Internet as a City

Internet as a City was a workshop that we (Foreign Objects) ran as part of the 2018 Decentralised Web Summit in San Francisco. In it, we used metaphors from architecture and urbanism to explore decentralisation, thinking about the use and misuse of rules and spaces, and decision making about networks. The workshop was developed – in part – as a response to what we saw at the time as being an extremely ‘modernist’ and rigid approach to protocol and governance in certain parts of the decentralised web community; the idea that somehow you could define a set of rules that would absolutely goven peoples’ behavior towards a space, platform or resource.

IAAC was our first major project together as a collective, and involved flying with 300 flatpacked cardboard boxes from boston to san francisco (really testing out the delta airlines ‘volume based’ luggage dimension policy).
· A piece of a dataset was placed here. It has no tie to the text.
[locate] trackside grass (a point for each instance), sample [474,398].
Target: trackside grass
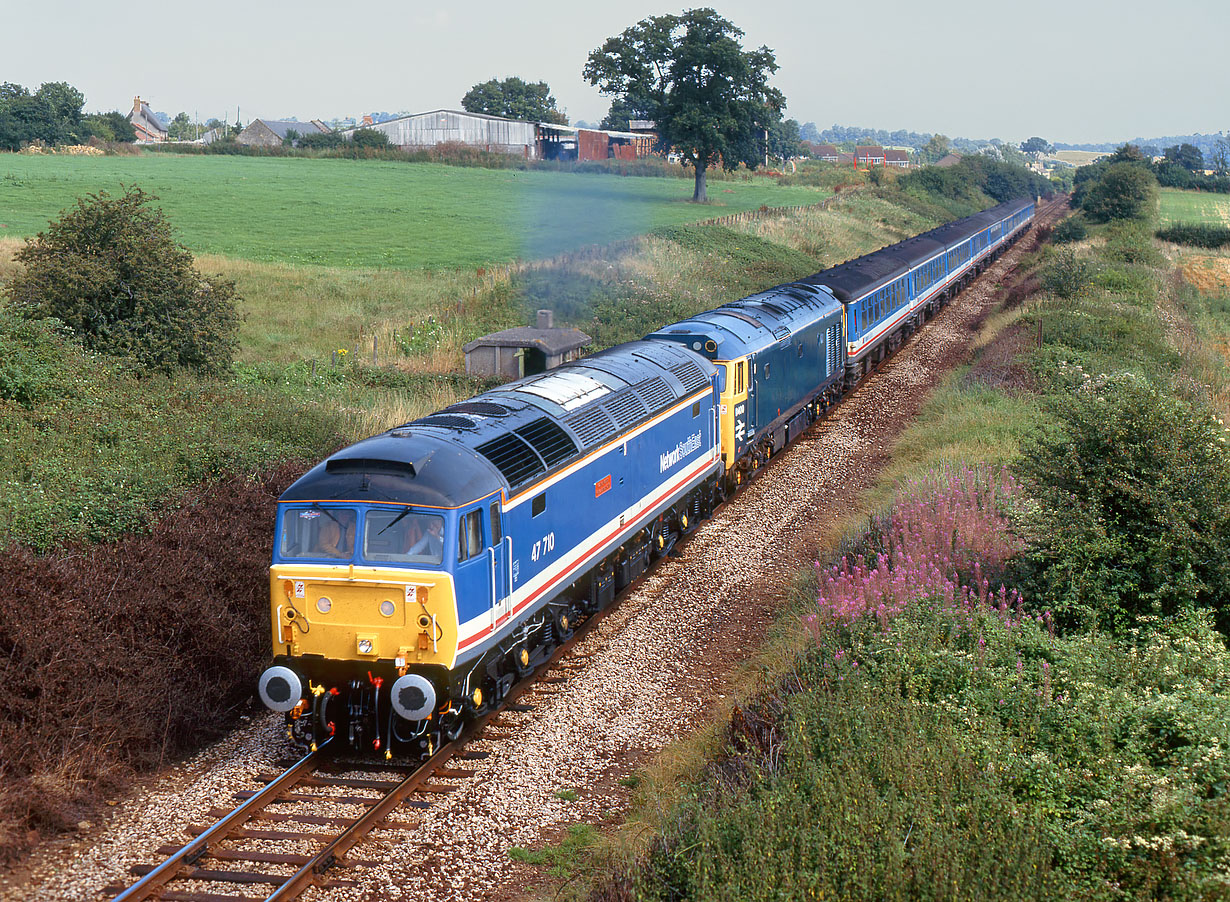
[921,734]
[1194,207]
In the warmup exercises, we explored different analogies between cities and networks – thinking about routes one might take walking or browsing, drawing parallels between different internet policies and their urban equivalents, e.g. what does gentrification look like online? For example, Haussman’s surveillance-friendly boulevards in 19th-century Paris vs. national web firewalls are both ways of mediating and observing ‘traffic’.

In the second half, we got participants to work together to construct ‘cities’ from a set of cardboard primitives that manifested a kind of network protocol. Everyone was given a particular part to role-play (ISP Landlord, Social Network Tenant), and at the end we discussed how those interests had shaped the resultant network-cities. (then, at the very end, everyone got to make a big pile out of all the blocks).